Last Thursday, I had the surprise of my life when I found these in the car.
Actually, the Expat Daddy was picking me up, so obviously I already know these were from him, right? hehe! Every Thursday, our routine is that we'll meet up so he can take the car and pick up our Small Ate and then they'll drop me off back to the office. He'll then drop off SA home and come back for me after office. Last week was no different as routine goes. So you can imagine how surprised I was when I saw this as I reach the car. But before that actually, the impatient me was kind of irritated when I saw there was no one in the car waiting for me. I was like, where did he go? I just want to get in the car and leave! And then the flowers and the phone, oh and that two page letter there. Yes, it wasn't just a note it was a front and back letter. :)
So ok, it wasn't really the movie/ teleserye reaction he got from me. He knows me, he'll never get that. The best I could come up with is a wide grin. As I always say, ganon talaga ang Royal Blood, we don't show our emotions in public. hehe! When I posted these on my FB page though, it was very popular. So many likers in both my and ED's page. And, what's funny was that most of the likes came from other mommies, all over! It just goes to show that a little kilig goes a long way! I had the strong urge to tag the daddies, pinigil ko lang sarili ko! hehe!

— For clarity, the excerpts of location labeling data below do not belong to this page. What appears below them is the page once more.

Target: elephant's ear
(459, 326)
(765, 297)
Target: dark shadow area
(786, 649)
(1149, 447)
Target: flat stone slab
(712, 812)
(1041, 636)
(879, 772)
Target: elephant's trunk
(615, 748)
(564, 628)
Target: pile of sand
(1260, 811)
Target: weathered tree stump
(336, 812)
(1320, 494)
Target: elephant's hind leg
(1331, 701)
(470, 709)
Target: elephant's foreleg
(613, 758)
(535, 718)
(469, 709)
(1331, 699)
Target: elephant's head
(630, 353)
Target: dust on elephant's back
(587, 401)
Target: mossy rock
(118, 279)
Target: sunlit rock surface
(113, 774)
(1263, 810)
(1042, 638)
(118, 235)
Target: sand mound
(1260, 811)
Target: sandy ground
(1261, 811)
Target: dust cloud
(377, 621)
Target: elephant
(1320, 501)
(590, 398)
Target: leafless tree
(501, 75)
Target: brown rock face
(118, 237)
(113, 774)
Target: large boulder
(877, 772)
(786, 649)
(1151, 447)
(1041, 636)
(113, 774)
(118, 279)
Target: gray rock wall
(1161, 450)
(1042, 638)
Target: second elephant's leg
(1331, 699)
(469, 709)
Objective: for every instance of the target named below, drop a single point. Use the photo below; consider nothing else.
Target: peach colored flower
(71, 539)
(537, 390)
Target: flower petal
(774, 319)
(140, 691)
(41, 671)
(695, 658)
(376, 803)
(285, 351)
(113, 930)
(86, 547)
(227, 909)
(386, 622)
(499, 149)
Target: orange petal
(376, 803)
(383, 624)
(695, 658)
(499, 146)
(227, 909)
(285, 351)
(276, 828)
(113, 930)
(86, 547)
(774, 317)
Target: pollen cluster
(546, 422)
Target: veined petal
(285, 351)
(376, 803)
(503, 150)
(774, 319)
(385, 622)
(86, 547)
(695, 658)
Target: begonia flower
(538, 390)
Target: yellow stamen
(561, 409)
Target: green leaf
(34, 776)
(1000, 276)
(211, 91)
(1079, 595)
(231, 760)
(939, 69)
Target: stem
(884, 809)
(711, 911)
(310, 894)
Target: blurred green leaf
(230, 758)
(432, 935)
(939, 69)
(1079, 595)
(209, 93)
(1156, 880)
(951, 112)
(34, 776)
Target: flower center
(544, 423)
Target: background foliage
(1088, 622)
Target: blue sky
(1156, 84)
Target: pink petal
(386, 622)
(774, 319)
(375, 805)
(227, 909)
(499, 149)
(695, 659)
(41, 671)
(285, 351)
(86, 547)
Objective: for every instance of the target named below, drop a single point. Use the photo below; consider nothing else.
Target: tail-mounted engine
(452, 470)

Well, I guess it's about time to let the secret out, mommies. I'm not always that lucky, hehe! Minsanan lang yan. Both ED and I are not "gifting" people. Well, ED used to be, nahawa na lang ata sa pagiging kuripot ko. And that's exactly the story behind the surprise. ED knows I like Iphone, but not enough to part my hard earned money with. And that's how I am since we got married. So worried about the future that all I ever want to do is save save save. I'm sure most of you mommies agree with me di ba? But somehow, ED has a point too. I mean after what we've been through in the last 3 years, and after loosing all our savings to investments gone bad prior to that, I'm starting to think that ED is right, that we should also enjoy our money from time to time. Since as I've said, they're hard earned. And we should enjoy the fruits of our labor right? Right! My only problem is, I can't make myself believe that. I always feel guilty if I buy something for myself. I can spend so much for the girls and I don't mind whatever ED wants to buy, but for myself... that's another story altogether.
The phone story. Don't get me wrong mommies, I have a nice phone naman. A Blackberry, this.

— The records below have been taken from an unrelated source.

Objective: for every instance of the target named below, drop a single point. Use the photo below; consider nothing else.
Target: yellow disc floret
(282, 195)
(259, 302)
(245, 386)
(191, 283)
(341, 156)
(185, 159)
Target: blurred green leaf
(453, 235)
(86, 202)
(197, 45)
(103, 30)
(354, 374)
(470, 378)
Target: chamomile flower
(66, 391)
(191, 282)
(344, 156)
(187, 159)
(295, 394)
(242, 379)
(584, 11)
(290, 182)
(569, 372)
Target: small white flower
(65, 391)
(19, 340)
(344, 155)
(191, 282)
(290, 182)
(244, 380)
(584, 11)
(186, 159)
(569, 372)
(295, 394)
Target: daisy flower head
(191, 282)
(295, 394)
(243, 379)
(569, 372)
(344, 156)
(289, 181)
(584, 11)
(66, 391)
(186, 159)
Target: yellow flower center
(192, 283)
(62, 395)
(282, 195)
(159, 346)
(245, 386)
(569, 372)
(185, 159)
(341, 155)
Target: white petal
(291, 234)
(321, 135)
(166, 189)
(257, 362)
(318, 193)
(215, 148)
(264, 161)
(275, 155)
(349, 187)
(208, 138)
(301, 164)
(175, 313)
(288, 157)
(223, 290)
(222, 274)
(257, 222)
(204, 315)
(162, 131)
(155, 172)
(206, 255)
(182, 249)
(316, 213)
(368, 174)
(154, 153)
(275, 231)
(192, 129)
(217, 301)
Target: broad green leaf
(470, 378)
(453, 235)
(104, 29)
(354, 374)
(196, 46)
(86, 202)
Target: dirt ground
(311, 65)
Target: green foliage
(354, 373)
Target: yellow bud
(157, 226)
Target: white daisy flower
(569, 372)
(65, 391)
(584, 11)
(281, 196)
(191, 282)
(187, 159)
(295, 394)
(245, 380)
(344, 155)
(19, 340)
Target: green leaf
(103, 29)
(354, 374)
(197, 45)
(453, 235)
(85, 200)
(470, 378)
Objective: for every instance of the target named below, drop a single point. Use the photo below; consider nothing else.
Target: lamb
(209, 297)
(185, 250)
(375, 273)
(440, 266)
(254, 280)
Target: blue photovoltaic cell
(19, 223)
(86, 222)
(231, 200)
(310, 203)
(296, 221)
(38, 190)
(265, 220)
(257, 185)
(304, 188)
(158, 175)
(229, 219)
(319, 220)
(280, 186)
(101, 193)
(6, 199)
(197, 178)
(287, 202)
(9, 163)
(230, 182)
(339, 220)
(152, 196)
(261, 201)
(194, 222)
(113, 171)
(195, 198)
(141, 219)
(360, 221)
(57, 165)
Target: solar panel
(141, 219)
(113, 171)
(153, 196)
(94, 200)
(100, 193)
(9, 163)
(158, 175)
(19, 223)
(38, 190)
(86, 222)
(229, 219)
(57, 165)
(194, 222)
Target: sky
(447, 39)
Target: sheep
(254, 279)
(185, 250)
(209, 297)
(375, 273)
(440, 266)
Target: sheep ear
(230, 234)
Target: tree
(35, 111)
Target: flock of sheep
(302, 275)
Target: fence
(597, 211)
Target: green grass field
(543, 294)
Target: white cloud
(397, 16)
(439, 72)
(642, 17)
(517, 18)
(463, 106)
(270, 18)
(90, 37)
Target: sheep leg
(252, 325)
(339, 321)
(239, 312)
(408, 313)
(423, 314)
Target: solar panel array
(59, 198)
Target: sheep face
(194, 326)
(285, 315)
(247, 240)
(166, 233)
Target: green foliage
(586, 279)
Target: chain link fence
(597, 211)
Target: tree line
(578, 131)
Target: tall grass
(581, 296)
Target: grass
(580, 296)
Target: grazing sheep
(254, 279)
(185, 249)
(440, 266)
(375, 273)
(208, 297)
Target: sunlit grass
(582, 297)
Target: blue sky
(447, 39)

nice naman right? The only problem with it is that it always hangs and more often has no signal. I used to have a black one, also from ED, with the same problem. So imagine ED's frustration when I had to replace the black with this. Yes, I'm stubborn that way. And also, I felt that if I really had to buy, I would only raise my budget up to this. And so I had turn away from the Iphone. That's more than double the price! My goodness! We already have so many I's in the house we don't need another one. But ED thought differently. The only problem is he knows there is no way to convince me to buy a new phone since the Blackberry is just about 2 months old. And so as always, he took matters in his own hands. Hehe!

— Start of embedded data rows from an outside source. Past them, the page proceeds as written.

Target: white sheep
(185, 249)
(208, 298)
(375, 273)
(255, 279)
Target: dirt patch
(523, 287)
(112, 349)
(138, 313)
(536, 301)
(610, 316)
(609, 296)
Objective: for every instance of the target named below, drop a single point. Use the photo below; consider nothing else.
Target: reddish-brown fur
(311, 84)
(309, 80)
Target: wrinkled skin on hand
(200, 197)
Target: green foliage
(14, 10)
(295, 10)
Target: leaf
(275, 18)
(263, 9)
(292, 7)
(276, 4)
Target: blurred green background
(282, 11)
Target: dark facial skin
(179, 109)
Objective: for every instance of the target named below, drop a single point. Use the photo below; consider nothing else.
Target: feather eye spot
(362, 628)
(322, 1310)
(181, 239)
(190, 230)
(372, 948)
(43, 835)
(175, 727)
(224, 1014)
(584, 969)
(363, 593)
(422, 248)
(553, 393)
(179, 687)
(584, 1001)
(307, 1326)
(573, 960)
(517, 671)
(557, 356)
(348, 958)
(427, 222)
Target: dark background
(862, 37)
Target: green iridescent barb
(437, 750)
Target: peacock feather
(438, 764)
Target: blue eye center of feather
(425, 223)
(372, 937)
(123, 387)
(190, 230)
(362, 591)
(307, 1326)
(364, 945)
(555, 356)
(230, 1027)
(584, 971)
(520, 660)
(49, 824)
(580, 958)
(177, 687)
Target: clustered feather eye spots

And the flowers? Oh I think that's an afterthought. Hahahaha! He knew that giving me the phone alone will also give me a heart attack at the same time. So he had to cover it with flowers. As I would be overwhelmed with the flowers, and would be giddy with the kilig that I wouldn't mind receiving the phone too. Haha! Baligtad no? Yes, I would have been happy with the flowers alone. But no, the flowers are not the gift. Kumbaga sa war, the flowers are in the line of fire. To protect the phone from getting hit. Hehe!
And for added defense, the letter. That was how we were when we were just starting out. We loved giving giving letters to each other. What I love about the ED's letters is his presentation. No, he doesn't have any stationeries. He makes them up. Like he'd cut and burn paper. Use magazine pages, roll up a used brown envelope. The works. Maybe I should show them to you one time. They're like so nice talaga kasi you can see the effort he'd put into them. I loved those times. The time when we didn't have money yet and we had to find innovative ways to gift each other. I'm sure you mommies are like that too, no? We get touched more when we see more effort than more cost. Tama ba? Kaya I was really touched, after all these years he remembered. And of course the content din of the message. It's too personal so I won't share it na lang. But, it's a testament that after a decade I still believe that I have married a good man. Someone I can depend my life on. We may not be rich but we're living a full life. And best of all, our love hasn't wavered in good times and in bad, in sickness and in health. That's what marriage is all about right mommies?